When we use the DeleteOnSubmit() method or the InsertOnSubmit() method, all of those commands at some point are translated into T-SQL commands and then are executed against the database.

All of those commands live in transactions and they follow the basic rules of transaction processing. They do succeed together or fail together.

I am going to demonstrate this with a hands on example.

I assume that you have access to a version of SQL Server and Northwind database.

If you do not, you can download and install the free SQL Server Express edition from here. If you need the installation scripts for the sample Northwind database, click here

1) Launch Visual Studio 2010/2008 (express editions will work fine). Create a new empty website and choose a suitable name for it. Choose C# as the development language.

2) Add a new item in your site. Add a LINQ to SQL Classes and name it Northwind.dbml.Place this file in the App_Code special folder.

3) From the Server Explorer / Data Explorer window drag the Region table and drop it on the Northwind.dbml.

4) Have a look at the generated code from the Linq engine in Northwind.designer.cs

5) We will try to update and insert some values using LINQ to SQL. We will make our application to fail in purpose so we see that all the transactions are rolled back.

6) Do a "Select * from Region"  and have a good look at the data.

6) In the Page_Load() event handling routine of the Default.aspx page type

 NorthwindDataContext ctx = new NorthwindDataContext();

      
        var myregion = (from reg in ctx.Regions
                        where reg.RegionID==1
                        select reg).Single();

        myregion.RegionDescription="Eastern Country";

  

        Region mynewregion = new Region();


        mynewregion.RegionID = 2;
        mynewregion.RegionDescription = "Midlands";   

        ctx.Regions.InsertOnSubmit(mynewregion);
  

        try
        {
            ctx.SubmitChanges();
            Response.Write("Saved in the database");
        }
        catch (Exception ex)
        {
            Response.Write(ex.Message);
        }


 

7) We have an update operation that should succeed.We update the first record from Eastern to Eastern Country. Then we do insert a value in the RegionID field that we know will cause a primary key violation.

8) Launch Profiler and start a new Trace. Make sure that you include the events Begin Tran Completed, Commit Tran Completed, Rollback Tran completed in that trace.

9) Run your application and you will receive the following error - "Violation of PRIMARY KEY constraint 'PK_Region'. Cannot insert duplicate key in object 'dbo.Region'. The statement has been terminated."

10) Have a look at the Profiler Trace. It should look like my picture below

 

It is profound that the Transaction has failed. The Update statement was valid but the Insert statement was not.That is why both operations failed.

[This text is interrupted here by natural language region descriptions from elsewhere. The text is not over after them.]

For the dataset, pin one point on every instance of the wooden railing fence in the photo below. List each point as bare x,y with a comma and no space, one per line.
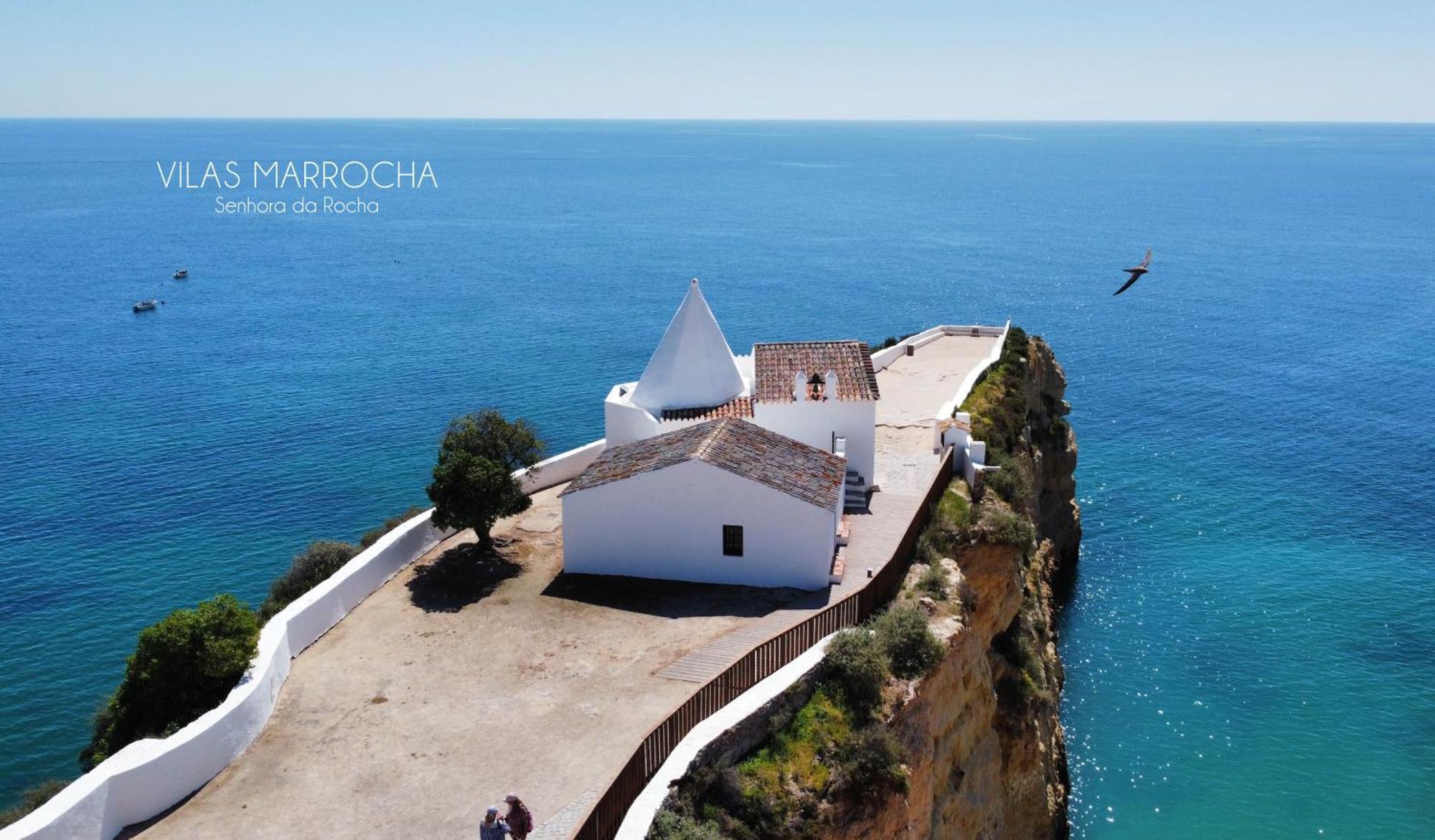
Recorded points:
606,815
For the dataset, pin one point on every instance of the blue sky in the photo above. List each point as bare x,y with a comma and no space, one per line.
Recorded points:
899,59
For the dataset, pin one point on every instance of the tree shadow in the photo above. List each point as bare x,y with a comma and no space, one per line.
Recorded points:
675,598
460,577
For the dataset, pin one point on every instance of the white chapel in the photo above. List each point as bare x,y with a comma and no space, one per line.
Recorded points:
728,469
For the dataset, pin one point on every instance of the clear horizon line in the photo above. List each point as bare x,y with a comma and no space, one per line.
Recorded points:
770,119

11)  Let's fix that.Comment out everything inside the Page_Load() event handling routine of the Default.aspx page and then type

NorthwindDataContext ctx = new NorthwindDataContext();

      
        var myregion = (from reg in ctx.Regions
                        where reg.RegionID==1
                        select reg).Single();

        myregion.RegionDescription="Eastern Country";

        Region mynewregion = new Region();

        mynewregion.RegionID = 5;
        mynewregion.RegionDescription = "Midlands";   

        ctx.Regions.InsertOnSubmit(mynewregion);
  

        try
        {
            ctx.SubmitChanges();
            Response.Write("Saved in the database");
        }
        catch (Exception ex)
        {
            Response.Write(ex.Message);
        }

This is the same code as before , I just changed this line of code

 mynewregion.RegionID = 2;  wih this one mynewregion.RegionID = 5;

12) Run your application and also make a note of the Trace in the Profiler. The output you will see in the screen will be this one

Saved in the database 

13) Your Trace results should look like this

 

Now the transaction commits.  Do a "Select * from Region" again and have a good look at the new/updated data.

I always say to developers who build their data access layer or LINQ to SQL, that Profiler is their best friend.

Email me if you need the source code.

Hope it helps.

Comments

Charles said:

How is the profiler activated in the web project please?